Embarrassed cops on Thursday cited a "computer glitch" as the reason police targeted the home of an elderly, law-abiding couple more than 50 times in futile hunts for bad guys.
Apparently, the address of Walter and Rose Martin's Brooklyn home was used to test a department-wide computer system in 2002.
What followed was years of cops appearing at the Martins' door looking for murderers, robbers and rapists - as often as three times a week.
After the Daily News exclusively reported on the couple's plague of police raids yesterday, apologetic detectives from the NYPD's Identity Theft Squad showed up at their home.
Rose Martin, 82, said they told her Police Commissioner Raymond Kelly ordered them to solve the puzzle - stat.
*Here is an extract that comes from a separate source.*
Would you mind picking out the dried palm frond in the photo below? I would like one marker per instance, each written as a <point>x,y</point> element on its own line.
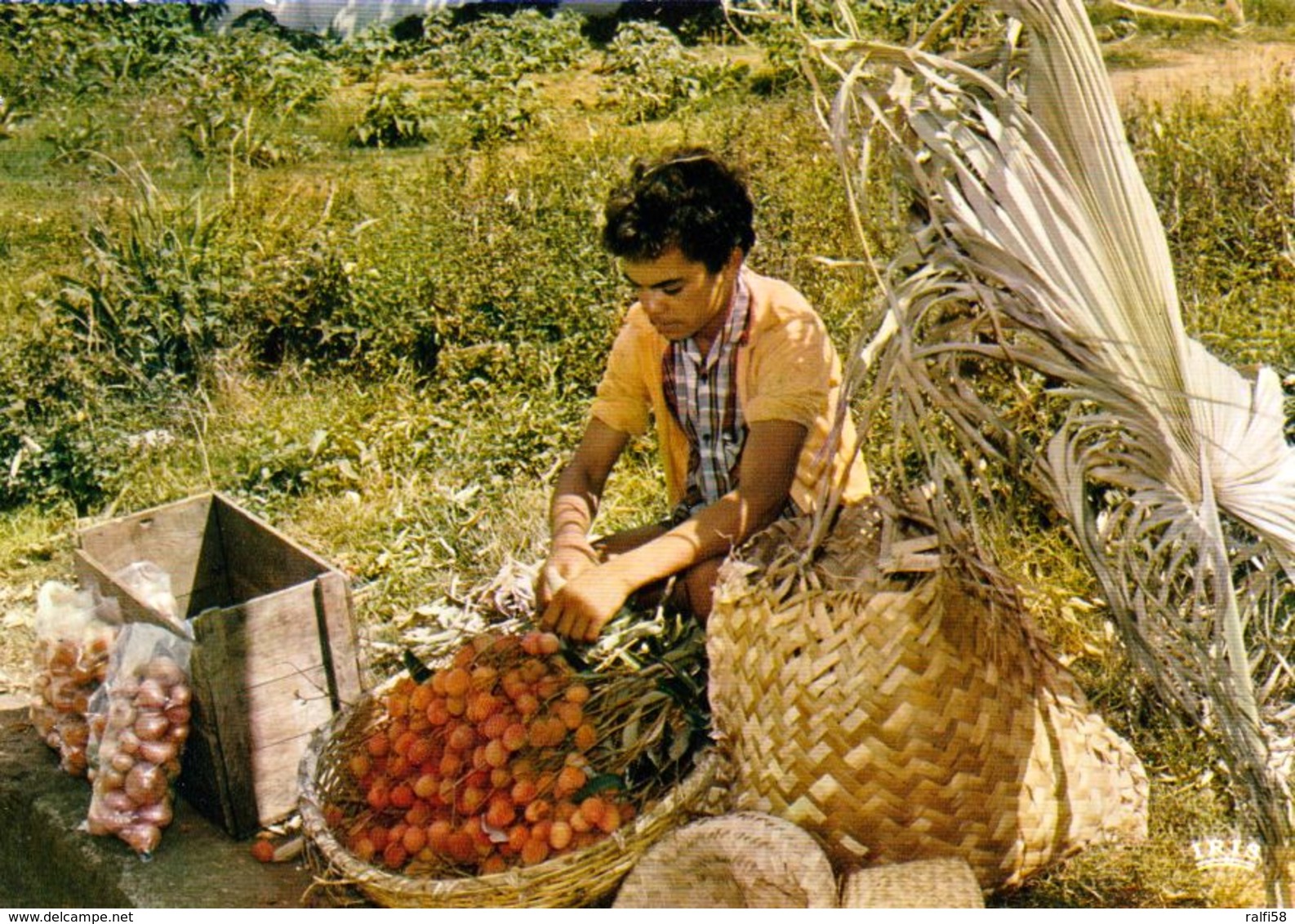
<point>1039,249</point>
By the end of the day, NYPD Deputy Commissioner Paul Browne said the snafu was traced to a 2002 computer test, though he couldn't explain why the couple's address was used as a test case in the first place.
He said that when the Martins complained to cops in 2007 about their scary series of official doorknocks, police tried to wipe their address from the system.
But the raids continued. The most recent, on Tuesday, left 83-year-old World War II vet Walter Martin woozy from soaring blood pressure.
Investigators found yesterday that not every computer file bearing the Martin's address was deleted.
"It wasn't supposed to stay in [the system]," Browne said. "It's been removed."
In order to be "doubly cautious" in the future, Browne said cops have flagged the Martin's address so no officer will be dispatched to the home without double-checking the address.
A skeptical Rose Martin asked the department to write her an official letter, dubious that such a long-standing problem could be fixed in a day.
"It seems like too simple a correction for something that has been going on for eight years," she said.
Meanwhile, The News learned problems with the house go back to before the Martins bought it in 1997: The previous owner sold the modest Marine Park house because police and fire crews kept showing up at his door chasing bogus reports.
In his case, the freaked-out former owner - who fled the city because of what happened at the house - told The News he was being targeted by a still-unknown tormentor who sicced the cops on him 30 times in the three years starting in 1994.
"Someone was calling from different pay phones in the area, calling in fires, domestic disputes, kids screaming - whatever," said the man, who is still so scared he asked his name not be printed. "All totally unfounded."
The ex-owner said he complained multiple times starting in 1994, and his brother, a city firefighter, helped to get fire marshals to investigate.
The calls, which the marshals believed might have been made by a devious vengeful neighbor, stopped about six months before he sold to the Martins, he said.
"I always thought I was being targeted personally - and, to be honest with you, it freaks me out that it's happening again," the ex-owner said.